Junto a Melat, Gare y Dani aparecieron Joale, Miguel y Abrahám. Joale era el mayor de todos, primo de los primeros. Todas las mañanas pasaba con sus libros de la escuela secundaria bajo el brazo y su sueño es ir a la universidad para convertirse en ingeniero. Los demás, en su mayoría, quieren ser médico para ayudar a su gente en el futuro. Dani me contó que ese no era su nombre real, sino que se lo había puesto en honor a su ídolo, Dani Pedrosa. Miguel rendía homenaje a un Miguel Indurain al que, posiblemente, jamás conoció sino por el relato de sus hazañas ciclistas. Era increible comprobar el conocimiento que demostraban sobre nombres de deportistas españoles y sus gestas, desde Casillas a Nadal, pasando por Lorenzo o Contador. Un país que vive loco por un futbol al que apenas tienen acceso pero que les hace evadirse de su realidad.
Melat, Gare, Dani, Joale, Miguel y Abraham desconocen cuáles son sus edades reales y cuando se les pregunta responden con una horquilla de entre 3 y 3 años de diferencia. Cuentan que los padres de Dani murieron en un accidente de tráfico pero que ella lo ignora, haciéndole creer que trabajan muy lejos de Addis y que algún día volverán. Cuentan que el señor que ve la televisión es el malvado casero que les pide 200 birs mensuales por 1 habitación.
Los invitados nos sentamos en dos pequeños taburetes de madera, inestables por lo irregular del suelo, mientras que el resto, incluida la abuela (ataviada con el atuendo habitual de la mujer etíope, de tonos ocres y marrones, cubierta de pies a cabeza), se sientan en el suelo. La previa a la degustación del café, junto con la conversación, se ameniza con la degustación de simples palomitas de maiz, una vieja tradición del país. Antes de calentar el agua en un pequeño cazo, la abuela tostaba verdes granos de café sobre una pequeña lumbre. El aroma del café tostado impregnaba todo el patio y cuando el verde se tornó en marrón oscuro Dani vertió los granos en un mortero, trabajándolos con esmero hasta conseguir un fino polvo de café. Agua caliente disolviendo el café recien molido y dos ramas de incienso aromatizaron la infusión. Sólo bebimos los invitados. Un café delicioso que me mantuvo en vilo hasta las 2 de la madrugada.

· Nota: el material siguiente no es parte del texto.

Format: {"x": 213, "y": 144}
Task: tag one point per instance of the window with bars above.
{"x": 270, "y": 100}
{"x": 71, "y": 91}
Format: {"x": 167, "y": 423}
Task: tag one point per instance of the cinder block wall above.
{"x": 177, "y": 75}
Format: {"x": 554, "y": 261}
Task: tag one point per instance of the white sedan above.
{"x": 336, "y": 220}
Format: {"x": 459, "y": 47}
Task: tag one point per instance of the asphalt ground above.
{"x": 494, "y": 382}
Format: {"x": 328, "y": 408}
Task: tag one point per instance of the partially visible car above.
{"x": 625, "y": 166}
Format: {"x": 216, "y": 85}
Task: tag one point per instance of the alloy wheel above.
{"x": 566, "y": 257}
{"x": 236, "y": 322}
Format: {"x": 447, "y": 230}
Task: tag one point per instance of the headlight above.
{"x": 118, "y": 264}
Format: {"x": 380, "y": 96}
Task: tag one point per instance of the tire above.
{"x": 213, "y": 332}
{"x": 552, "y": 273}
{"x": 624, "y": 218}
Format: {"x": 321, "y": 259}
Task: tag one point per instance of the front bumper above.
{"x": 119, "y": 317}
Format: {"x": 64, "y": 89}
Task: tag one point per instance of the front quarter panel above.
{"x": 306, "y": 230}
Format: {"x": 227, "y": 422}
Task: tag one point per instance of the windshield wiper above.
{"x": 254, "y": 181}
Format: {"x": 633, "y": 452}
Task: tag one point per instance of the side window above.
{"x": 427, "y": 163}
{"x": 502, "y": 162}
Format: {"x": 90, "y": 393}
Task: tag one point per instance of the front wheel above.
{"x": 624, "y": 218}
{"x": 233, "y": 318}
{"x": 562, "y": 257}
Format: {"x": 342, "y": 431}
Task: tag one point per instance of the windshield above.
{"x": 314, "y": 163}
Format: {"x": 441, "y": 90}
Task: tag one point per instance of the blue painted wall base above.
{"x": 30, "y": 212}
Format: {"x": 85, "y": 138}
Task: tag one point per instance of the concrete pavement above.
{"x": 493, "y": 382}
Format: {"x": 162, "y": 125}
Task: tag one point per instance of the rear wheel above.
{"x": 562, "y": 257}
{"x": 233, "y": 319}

Habiamos sido agasajados de acuerdo a la hospitalaria tradición etíope, lo que es todo un honor para un extraño. Larga vida, nos deseo la abuela, haciéndonos una ligera reverencia, deseo que hicimos recíproco a través de sus nietos, nuestros huéspedes en una humildísima casa. Nos acompañaron hasta la calle, donde volvieron a mantener la distancia con el hotel, mitad obligación, mitad miedo. Nos despedimos con un beso a todos ellos. See you tomorrow. Así fue, hasta aquella fria tarde-noche en la que una furgoneta blanca nos alejó, quien sabe si para siempre, físicamente de ellos, pero jamás de nuestros pensamientos. Larga vida y salud, chicos.
1 comentario:
Oh, gran Tox, ya has vuelto al redil con más libros que nadie, bien que has aprovechado el tiempo. Pero no des mucho el coñazo con las preosaicas historias de los señores advocats. Alguien me advirtió que reaparecías. La nave bucanera vuelve a surcar los mares.